Keywords: Programming-by-example, program synthesis, large language models
TL;DR: We propose to sample, combine and execute different lines of code from large language models to perform an execution-guided search for correct programs within one prompt.
Abstract: Soundness is an important property in programming-by-example (PBE) as it allows synthesizers to perform a search over a domain-specific language (DSL) that terminates when any sound program is found.
Large language models (LLMs) can generate code from examples without being limited to a DSL, but they lack search, as samples are independent.
One can sampling code until a sound program is generated, but that is very inefficient.
In this paper, we use an LLM as a policy that generates lines of code and then join these lines of code to let the LLM implicitly estimate the value of each of these lines in its next iteration.
We further guide the policy and value estimation by executing each line and annotating it with its results on the given examples.
This allows us to search for programs within a single, expanding prompt until a sound program is found by letting the policy reason in both the syntactic (code) and semantic (execution) space.

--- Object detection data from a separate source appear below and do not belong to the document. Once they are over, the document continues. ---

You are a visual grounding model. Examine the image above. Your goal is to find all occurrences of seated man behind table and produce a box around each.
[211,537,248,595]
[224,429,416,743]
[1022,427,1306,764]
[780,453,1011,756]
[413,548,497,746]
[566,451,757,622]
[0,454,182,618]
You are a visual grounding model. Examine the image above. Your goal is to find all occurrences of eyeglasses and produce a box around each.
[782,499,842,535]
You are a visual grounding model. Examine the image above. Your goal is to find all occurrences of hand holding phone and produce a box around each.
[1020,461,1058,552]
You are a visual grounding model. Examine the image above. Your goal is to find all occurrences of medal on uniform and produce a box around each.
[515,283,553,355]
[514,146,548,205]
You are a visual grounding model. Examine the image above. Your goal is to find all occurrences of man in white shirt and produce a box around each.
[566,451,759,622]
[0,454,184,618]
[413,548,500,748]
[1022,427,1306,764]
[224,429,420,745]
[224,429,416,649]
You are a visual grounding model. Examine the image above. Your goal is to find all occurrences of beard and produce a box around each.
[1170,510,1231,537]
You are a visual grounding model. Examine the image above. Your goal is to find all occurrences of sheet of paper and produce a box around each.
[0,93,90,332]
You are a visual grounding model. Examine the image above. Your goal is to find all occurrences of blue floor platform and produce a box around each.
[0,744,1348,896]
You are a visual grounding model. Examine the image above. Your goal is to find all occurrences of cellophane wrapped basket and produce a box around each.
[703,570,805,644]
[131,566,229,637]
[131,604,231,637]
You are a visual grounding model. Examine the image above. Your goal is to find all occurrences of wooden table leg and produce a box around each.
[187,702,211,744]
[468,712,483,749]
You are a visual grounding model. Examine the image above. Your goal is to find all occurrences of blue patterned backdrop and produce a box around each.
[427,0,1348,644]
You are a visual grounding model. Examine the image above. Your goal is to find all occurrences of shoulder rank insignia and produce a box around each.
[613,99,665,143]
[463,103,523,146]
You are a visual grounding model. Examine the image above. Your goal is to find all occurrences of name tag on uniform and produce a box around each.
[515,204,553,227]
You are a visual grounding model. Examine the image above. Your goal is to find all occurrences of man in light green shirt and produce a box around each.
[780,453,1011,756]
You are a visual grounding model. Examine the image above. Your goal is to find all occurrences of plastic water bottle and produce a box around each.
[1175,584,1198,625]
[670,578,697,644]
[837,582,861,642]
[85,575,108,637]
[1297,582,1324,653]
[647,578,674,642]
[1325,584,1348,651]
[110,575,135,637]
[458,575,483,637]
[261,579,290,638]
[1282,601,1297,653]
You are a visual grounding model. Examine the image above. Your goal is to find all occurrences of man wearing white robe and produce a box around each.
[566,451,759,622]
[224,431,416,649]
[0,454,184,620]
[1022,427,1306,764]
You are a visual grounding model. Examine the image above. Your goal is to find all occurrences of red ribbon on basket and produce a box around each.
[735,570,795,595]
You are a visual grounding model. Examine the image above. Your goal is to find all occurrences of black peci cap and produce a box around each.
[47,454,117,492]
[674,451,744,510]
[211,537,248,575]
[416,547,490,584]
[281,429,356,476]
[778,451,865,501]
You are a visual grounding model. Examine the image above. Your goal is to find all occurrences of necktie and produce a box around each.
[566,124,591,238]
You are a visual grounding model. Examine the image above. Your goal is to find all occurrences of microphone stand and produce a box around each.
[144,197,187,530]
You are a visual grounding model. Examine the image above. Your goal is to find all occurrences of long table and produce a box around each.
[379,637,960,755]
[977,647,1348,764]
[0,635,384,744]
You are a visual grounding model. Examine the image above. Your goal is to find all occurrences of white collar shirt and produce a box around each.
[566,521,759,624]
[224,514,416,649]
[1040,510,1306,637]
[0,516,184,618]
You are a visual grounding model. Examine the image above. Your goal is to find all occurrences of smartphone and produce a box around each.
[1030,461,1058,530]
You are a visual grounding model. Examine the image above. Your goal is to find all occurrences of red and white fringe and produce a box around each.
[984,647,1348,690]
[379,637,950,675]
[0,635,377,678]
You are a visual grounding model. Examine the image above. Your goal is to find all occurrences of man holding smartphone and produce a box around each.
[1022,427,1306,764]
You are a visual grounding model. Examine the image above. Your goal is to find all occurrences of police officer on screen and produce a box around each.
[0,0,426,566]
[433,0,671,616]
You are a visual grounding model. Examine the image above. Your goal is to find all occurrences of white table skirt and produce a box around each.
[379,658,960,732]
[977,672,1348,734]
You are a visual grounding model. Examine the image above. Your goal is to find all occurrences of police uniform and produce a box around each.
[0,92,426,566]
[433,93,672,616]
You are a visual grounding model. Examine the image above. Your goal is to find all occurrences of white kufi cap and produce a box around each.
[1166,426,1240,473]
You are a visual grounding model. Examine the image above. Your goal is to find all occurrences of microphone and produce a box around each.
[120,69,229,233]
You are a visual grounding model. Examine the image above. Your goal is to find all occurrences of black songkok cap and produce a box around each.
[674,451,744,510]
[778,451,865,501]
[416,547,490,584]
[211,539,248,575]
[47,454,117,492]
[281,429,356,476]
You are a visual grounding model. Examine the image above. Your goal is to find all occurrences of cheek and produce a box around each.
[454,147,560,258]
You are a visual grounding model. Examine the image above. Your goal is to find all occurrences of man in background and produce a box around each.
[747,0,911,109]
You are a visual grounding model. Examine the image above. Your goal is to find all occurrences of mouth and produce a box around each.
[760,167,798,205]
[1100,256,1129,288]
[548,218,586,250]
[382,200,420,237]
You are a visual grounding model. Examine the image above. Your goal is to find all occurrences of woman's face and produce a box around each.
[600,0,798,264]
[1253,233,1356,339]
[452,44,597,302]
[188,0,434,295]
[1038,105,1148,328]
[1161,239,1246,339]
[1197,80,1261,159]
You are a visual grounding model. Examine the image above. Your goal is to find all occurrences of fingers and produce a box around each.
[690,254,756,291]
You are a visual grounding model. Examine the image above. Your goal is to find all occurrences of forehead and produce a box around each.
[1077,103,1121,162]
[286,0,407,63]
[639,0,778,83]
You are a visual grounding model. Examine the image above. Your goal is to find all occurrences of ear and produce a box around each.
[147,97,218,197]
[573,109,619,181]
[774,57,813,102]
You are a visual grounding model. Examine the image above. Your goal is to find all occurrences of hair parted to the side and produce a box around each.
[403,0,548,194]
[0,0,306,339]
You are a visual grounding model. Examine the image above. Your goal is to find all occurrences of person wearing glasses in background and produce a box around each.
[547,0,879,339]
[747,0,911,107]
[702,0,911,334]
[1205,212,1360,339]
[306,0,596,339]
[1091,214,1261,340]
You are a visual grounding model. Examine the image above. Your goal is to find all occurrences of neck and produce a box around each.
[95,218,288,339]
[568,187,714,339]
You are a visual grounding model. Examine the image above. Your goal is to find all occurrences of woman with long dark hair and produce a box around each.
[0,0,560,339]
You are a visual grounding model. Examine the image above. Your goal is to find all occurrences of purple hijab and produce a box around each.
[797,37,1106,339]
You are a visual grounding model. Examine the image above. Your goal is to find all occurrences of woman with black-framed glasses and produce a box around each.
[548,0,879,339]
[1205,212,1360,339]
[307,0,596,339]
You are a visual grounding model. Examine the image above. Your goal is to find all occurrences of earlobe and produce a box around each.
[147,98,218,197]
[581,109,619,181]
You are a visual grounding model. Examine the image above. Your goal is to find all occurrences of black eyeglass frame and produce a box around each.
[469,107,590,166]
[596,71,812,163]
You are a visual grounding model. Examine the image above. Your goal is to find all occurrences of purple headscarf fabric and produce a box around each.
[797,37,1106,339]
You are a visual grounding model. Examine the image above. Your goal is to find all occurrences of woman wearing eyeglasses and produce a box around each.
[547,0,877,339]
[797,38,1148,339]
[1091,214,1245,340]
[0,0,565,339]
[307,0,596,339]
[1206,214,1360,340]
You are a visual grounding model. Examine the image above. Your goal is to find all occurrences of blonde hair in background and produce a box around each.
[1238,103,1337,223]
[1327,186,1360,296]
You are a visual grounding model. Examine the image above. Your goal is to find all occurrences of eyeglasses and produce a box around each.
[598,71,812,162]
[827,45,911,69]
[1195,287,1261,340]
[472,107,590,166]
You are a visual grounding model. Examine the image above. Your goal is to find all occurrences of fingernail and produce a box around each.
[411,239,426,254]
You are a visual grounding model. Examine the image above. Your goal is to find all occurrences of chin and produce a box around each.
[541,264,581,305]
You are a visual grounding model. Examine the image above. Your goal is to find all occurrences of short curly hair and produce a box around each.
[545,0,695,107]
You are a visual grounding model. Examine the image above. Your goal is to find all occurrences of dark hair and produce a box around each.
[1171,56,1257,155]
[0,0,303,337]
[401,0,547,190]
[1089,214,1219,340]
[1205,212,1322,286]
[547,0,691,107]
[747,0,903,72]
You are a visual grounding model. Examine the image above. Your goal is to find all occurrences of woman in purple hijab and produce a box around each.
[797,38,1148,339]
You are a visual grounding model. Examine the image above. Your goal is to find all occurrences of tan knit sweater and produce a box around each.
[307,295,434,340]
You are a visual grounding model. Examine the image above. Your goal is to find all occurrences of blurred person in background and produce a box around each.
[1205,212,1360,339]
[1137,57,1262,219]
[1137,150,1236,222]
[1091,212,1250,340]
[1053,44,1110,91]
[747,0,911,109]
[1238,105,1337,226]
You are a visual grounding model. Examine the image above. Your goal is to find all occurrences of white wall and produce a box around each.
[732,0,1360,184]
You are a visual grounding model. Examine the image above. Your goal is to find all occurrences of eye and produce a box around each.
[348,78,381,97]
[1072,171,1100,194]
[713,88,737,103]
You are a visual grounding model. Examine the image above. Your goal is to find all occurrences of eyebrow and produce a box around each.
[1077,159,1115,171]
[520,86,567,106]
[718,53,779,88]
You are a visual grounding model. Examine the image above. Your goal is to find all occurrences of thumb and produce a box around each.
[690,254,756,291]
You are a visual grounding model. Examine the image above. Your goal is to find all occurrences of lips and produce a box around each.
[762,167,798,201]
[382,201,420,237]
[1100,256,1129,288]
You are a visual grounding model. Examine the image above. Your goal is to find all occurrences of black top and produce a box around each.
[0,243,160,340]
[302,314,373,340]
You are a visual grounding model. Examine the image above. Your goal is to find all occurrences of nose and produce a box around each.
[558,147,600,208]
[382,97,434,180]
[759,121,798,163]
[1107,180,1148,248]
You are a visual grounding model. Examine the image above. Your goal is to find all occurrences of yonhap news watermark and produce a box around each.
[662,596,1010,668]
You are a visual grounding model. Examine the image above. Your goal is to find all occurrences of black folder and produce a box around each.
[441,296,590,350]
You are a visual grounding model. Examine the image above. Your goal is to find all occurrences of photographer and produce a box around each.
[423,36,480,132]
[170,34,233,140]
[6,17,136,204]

We evaluate this approach on straight-line Python code generation using five benchmarks across different domains (string transformations, list transformations, and arbitrary Python programming problems).
We show that the model effectively uses the execution results to guide the search and that within-prompt search performs well at low token budgets.
We also analyze how the model behaves as a policy and value, show that it can parallelize the search, and that it can implicitly backtrack over earlier generations.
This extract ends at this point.